Google launches new search engine to help scientists find the datasets they need
Original post on: https://www.theverge.com
By James Vincent
Dataset Search could be a scientist’s best friend
Google’s goal has always been to organize the world’s information, and its first target was the commercial web. Now, it wants to do the same for the scientific community with a new search engine for datasets.
The service, called Dataset Search, launches today, and will be a companion of sorts to Google Scholar, the company’s popular search engine for academic studies and reports. Institutions that publish their data online, like universities and governments, will need to include metadata tags in their webpages that describe their data, including who created it, when it was published, how it was collected, and so on. This information will then be indexed by Dataset Search and combined with input from Google’s Knowledge Graph. (That’s the name for those boxes that pop up for common searches. So if dataset X was published by CERN, some info about the institute will also be included in the results.)
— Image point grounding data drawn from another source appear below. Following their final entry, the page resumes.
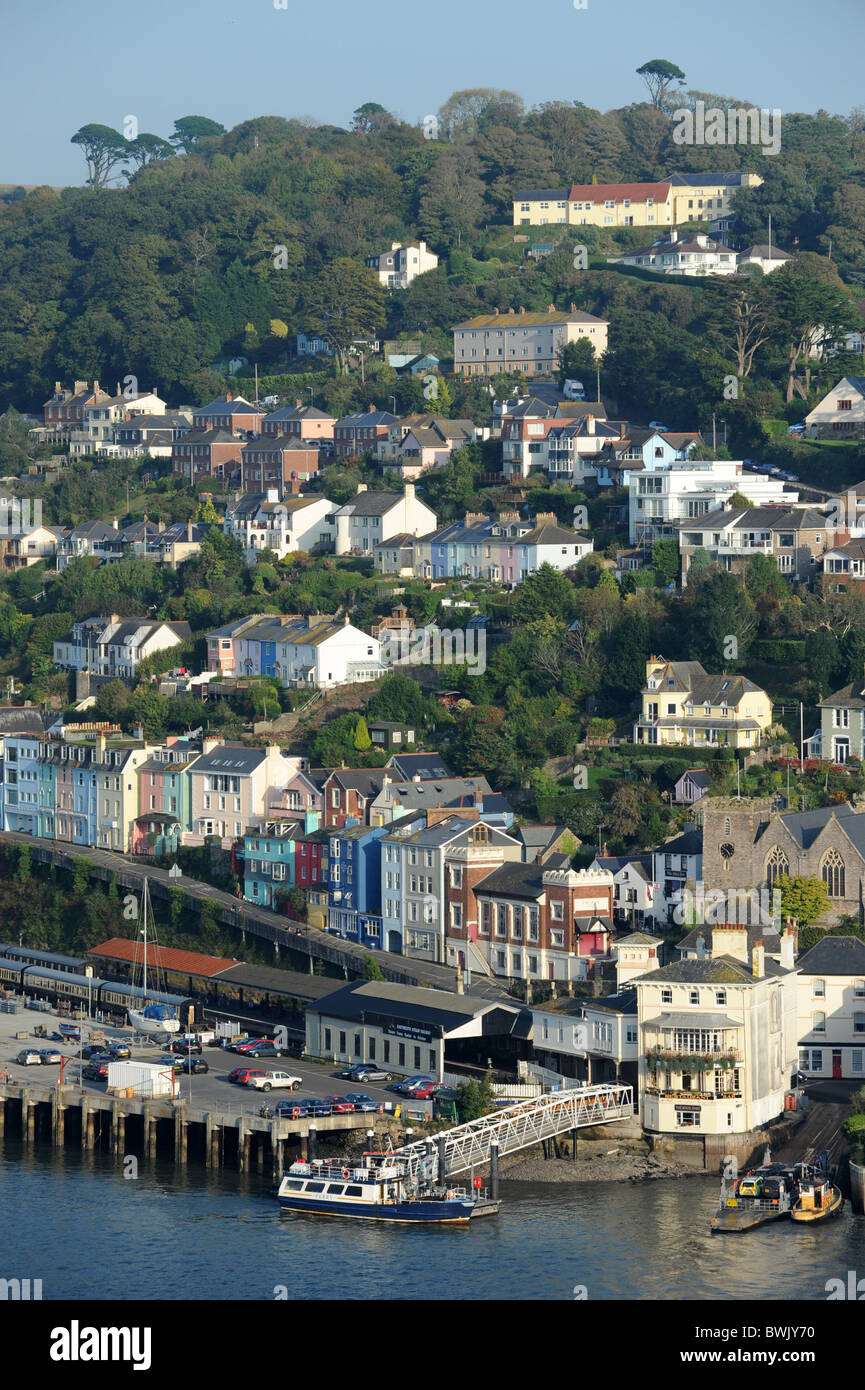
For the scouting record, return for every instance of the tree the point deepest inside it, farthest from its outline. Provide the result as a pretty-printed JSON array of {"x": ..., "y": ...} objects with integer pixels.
[
  {"x": 372, "y": 118},
  {"x": 189, "y": 129},
  {"x": 659, "y": 75},
  {"x": 372, "y": 970},
  {"x": 103, "y": 149},
  {"x": 345, "y": 302},
  {"x": 362, "y": 736},
  {"x": 804, "y": 898}
]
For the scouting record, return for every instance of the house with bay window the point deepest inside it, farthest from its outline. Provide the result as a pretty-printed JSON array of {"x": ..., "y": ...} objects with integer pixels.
[
  {"x": 830, "y": 1009},
  {"x": 718, "y": 1037}
]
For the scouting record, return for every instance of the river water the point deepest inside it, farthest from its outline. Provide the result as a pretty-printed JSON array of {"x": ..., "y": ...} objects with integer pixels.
[{"x": 75, "y": 1222}]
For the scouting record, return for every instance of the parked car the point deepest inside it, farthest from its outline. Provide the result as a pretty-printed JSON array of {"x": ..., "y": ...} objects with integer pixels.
[
  {"x": 365, "y": 1072},
  {"x": 314, "y": 1105},
  {"x": 96, "y": 1070},
  {"x": 362, "y": 1102},
  {"x": 274, "y": 1080},
  {"x": 410, "y": 1082},
  {"x": 242, "y": 1073},
  {"x": 185, "y": 1045},
  {"x": 264, "y": 1047},
  {"x": 340, "y": 1104}
]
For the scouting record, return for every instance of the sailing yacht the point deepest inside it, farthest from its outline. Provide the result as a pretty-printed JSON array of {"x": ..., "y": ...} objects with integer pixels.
[{"x": 155, "y": 1019}]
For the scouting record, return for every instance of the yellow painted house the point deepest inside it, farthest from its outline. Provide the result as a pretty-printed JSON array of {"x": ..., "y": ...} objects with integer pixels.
[
  {"x": 680, "y": 198},
  {"x": 682, "y": 704}
]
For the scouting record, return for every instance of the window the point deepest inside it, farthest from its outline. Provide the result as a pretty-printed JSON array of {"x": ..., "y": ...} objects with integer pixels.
[
  {"x": 833, "y": 875},
  {"x": 778, "y": 868}
]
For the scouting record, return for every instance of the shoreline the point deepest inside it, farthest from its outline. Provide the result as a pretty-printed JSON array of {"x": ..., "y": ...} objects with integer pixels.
[{"x": 619, "y": 1168}]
Speaking to The Verge, Natasha Noy, a research scientist at Google AI who helped create Dataset Search, says the aim is to unify the tens of thousands of different repositories for datasets online. “We want to make that data discoverable, but keep it where it is,” says Noy.
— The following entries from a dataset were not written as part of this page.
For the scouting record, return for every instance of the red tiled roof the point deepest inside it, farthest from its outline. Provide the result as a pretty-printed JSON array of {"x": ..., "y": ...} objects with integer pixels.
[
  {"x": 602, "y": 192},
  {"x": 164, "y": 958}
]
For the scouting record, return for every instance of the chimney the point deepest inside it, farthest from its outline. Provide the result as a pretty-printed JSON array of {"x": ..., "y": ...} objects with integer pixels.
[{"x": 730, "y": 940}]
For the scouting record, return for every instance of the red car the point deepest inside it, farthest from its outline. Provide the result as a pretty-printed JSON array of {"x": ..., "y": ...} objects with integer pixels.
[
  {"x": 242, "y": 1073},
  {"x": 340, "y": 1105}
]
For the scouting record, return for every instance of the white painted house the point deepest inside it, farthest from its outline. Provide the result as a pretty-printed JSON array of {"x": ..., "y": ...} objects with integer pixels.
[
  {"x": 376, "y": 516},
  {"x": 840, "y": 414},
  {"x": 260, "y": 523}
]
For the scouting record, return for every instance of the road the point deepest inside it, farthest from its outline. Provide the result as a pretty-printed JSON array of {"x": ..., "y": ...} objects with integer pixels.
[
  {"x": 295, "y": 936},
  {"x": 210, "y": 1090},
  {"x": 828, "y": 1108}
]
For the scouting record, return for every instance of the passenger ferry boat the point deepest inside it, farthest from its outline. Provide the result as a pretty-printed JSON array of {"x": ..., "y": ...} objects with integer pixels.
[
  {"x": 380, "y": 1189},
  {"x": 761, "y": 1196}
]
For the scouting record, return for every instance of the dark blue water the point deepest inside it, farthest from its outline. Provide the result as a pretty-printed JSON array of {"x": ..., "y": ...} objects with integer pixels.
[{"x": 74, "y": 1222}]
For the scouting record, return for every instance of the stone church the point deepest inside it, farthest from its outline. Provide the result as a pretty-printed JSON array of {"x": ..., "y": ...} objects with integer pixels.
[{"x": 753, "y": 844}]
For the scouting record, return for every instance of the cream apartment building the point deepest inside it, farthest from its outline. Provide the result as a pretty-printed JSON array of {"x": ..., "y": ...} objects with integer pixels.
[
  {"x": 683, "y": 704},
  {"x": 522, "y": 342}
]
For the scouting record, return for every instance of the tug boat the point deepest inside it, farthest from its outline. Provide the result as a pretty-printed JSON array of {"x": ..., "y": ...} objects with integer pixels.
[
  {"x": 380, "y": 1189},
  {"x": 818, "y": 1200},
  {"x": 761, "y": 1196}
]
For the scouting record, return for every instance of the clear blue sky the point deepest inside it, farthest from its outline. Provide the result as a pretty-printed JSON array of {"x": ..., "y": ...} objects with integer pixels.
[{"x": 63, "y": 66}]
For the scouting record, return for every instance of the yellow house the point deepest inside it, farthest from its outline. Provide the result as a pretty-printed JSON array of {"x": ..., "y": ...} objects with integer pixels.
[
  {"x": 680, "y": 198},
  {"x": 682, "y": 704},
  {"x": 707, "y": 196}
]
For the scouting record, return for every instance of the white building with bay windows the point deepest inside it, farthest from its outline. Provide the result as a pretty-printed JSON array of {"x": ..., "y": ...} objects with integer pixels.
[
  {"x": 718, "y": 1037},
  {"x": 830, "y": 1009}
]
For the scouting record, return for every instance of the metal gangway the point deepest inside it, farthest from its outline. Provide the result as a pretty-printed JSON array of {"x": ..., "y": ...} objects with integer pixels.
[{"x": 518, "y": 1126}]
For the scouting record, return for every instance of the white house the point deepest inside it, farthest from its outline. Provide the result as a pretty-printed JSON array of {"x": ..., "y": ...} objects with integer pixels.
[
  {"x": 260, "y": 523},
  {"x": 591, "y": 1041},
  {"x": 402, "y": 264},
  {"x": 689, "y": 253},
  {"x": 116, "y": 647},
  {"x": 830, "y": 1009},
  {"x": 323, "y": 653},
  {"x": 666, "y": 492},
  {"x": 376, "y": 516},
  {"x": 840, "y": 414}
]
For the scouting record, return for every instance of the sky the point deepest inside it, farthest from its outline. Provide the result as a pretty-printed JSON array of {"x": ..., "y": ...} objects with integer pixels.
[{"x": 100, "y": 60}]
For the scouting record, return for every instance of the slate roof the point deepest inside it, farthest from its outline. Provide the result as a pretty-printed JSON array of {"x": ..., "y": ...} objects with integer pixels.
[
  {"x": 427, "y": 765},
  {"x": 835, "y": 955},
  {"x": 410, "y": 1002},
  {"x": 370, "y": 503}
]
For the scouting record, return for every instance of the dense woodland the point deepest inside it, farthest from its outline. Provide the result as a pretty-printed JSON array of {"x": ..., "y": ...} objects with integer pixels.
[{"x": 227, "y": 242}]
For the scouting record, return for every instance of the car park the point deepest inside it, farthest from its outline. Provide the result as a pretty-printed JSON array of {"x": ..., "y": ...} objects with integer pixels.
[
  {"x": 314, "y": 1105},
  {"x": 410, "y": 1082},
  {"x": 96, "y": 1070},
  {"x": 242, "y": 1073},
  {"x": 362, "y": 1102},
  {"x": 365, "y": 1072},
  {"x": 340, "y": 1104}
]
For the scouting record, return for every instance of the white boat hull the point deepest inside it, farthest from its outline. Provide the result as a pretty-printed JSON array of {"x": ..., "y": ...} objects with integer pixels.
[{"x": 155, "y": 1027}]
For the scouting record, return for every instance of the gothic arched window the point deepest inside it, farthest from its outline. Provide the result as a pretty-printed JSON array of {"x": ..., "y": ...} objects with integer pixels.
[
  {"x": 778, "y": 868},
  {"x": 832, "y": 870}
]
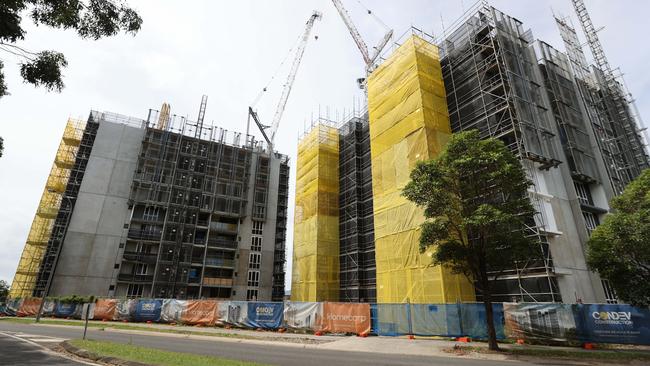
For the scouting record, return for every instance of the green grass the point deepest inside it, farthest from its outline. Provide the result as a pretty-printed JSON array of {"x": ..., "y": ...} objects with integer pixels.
[
  {"x": 153, "y": 356},
  {"x": 114, "y": 325},
  {"x": 620, "y": 355}
]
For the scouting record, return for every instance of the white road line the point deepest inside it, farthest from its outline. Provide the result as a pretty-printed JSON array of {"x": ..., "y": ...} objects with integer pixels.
[
  {"x": 47, "y": 350},
  {"x": 46, "y": 340}
]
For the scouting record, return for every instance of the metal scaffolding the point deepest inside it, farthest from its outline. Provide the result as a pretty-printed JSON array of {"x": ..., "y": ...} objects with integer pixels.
[
  {"x": 494, "y": 85},
  {"x": 50, "y": 214},
  {"x": 609, "y": 106},
  {"x": 356, "y": 224}
]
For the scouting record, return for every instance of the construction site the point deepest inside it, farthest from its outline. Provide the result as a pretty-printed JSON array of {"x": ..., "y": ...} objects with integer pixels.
[
  {"x": 168, "y": 207},
  {"x": 573, "y": 126}
]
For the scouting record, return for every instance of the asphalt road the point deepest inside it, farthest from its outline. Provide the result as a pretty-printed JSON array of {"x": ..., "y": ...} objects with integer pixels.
[
  {"x": 267, "y": 354},
  {"x": 19, "y": 352}
]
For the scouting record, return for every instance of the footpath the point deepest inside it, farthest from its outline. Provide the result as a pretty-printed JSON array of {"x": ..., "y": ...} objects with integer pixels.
[{"x": 418, "y": 346}]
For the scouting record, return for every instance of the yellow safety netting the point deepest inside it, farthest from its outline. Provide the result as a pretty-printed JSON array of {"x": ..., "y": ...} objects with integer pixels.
[
  {"x": 315, "y": 274},
  {"x": 408, "y": 122},
  {"x": 27, "y": 272}
]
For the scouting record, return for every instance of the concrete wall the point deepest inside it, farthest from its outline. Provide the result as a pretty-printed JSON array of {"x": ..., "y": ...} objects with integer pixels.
[
  {"x": 91, "y": 248},
  {"x": 240, "y": 282}
]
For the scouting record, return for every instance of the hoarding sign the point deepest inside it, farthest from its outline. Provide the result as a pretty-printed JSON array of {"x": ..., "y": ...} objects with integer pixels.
[
  {"x": 612, "y": 323},
  {"x": 266, "y": 315},
  {"x": 346, "y": 317}
]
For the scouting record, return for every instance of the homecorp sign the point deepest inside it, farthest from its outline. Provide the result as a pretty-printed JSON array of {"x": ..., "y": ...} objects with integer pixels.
[
  {"x": 346, "y": 317},
  {"x": 609, "y": 323}
]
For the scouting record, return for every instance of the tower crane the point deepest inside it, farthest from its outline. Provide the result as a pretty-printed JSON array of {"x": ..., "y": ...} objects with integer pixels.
[
  {"x": 361, "y": 45},
  {"x": 269, "y": 131}
]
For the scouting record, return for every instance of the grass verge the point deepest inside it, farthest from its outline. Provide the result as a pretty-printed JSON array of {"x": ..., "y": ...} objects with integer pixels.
[
  {"x": 153, "y": 356},
  {"x": 618, "y": 355}
]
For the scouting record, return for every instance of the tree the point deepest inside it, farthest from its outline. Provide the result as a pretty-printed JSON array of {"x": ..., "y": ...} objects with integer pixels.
[
  {"x": 619, "y": 248},
  {"x": 91, "y": 19},
  {"x": 476, "y": 205},
  {"x": 4, "y": 290}
]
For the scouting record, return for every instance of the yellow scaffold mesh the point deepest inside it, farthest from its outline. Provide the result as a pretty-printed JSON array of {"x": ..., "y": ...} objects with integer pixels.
[
  {"x": 408, "y": 122},
  {"x": 39, "y": 234},
  {"x": 316, "y": 231}
]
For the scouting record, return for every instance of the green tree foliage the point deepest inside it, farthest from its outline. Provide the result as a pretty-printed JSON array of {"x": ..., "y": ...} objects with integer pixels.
[
  {"x": 476, "y": 204},
  {"x": 91, "y": 19},
  {"x": 619, "y": 248}
]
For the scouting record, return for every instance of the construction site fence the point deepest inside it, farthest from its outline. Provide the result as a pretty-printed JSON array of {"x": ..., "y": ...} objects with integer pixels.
[{"x": 594, "y": 323}]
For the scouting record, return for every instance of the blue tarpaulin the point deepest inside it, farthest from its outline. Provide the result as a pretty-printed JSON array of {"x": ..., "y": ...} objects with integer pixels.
[
  {"x": 266, "y": 315},
  {"x": 147, "y": 310}
]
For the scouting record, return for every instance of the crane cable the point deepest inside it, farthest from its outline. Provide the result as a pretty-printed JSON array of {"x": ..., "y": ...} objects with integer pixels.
[
  {"x": 373, "y": 15},
  {"x": 266, "y": 86}
]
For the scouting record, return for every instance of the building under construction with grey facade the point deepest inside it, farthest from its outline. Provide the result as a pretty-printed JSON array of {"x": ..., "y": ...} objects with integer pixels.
[
  {"x": 163, "y": 207},
  {"x": 573, "y": 126}
]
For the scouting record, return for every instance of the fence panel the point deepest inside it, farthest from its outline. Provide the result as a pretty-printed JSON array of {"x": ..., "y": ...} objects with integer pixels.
[
  {"x": 105, "y": 309},
  {"x": 341, "y": 317},
  {"x": 267, "y": 315},
  {"x": 200, "y": 312},
  {"x": 612, "y": 323},
  {"x": 303, "y": 315},
  {"x": 172, "y": 310}
]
At the moment, dataset publication is extremely fragmented. Different scientific domains have their own preferred repositories, as do different governments and local authorities. “Scientists say, ‘I know where I need to go to find my datasets, but that’s not what I always want,’” says Noy. “Once they step out of their unique community, that’s when it gets hard.”
Noy gives the example of a climate scientist she spoke to recently who told her she’d been looking for a specific dataset on ocean temperatures for an upcoming study but couldn’t find it anywhere. She didn’t track it down until she ran into a colleague at a conference who recognized the dataset and told her where it was hosted. Only then could she continue with her work. “And this wasn’t even a particularly boutique depository,” says Noy. “The dataset was well written up in a fairly prominent place, but it was still difficult to find.”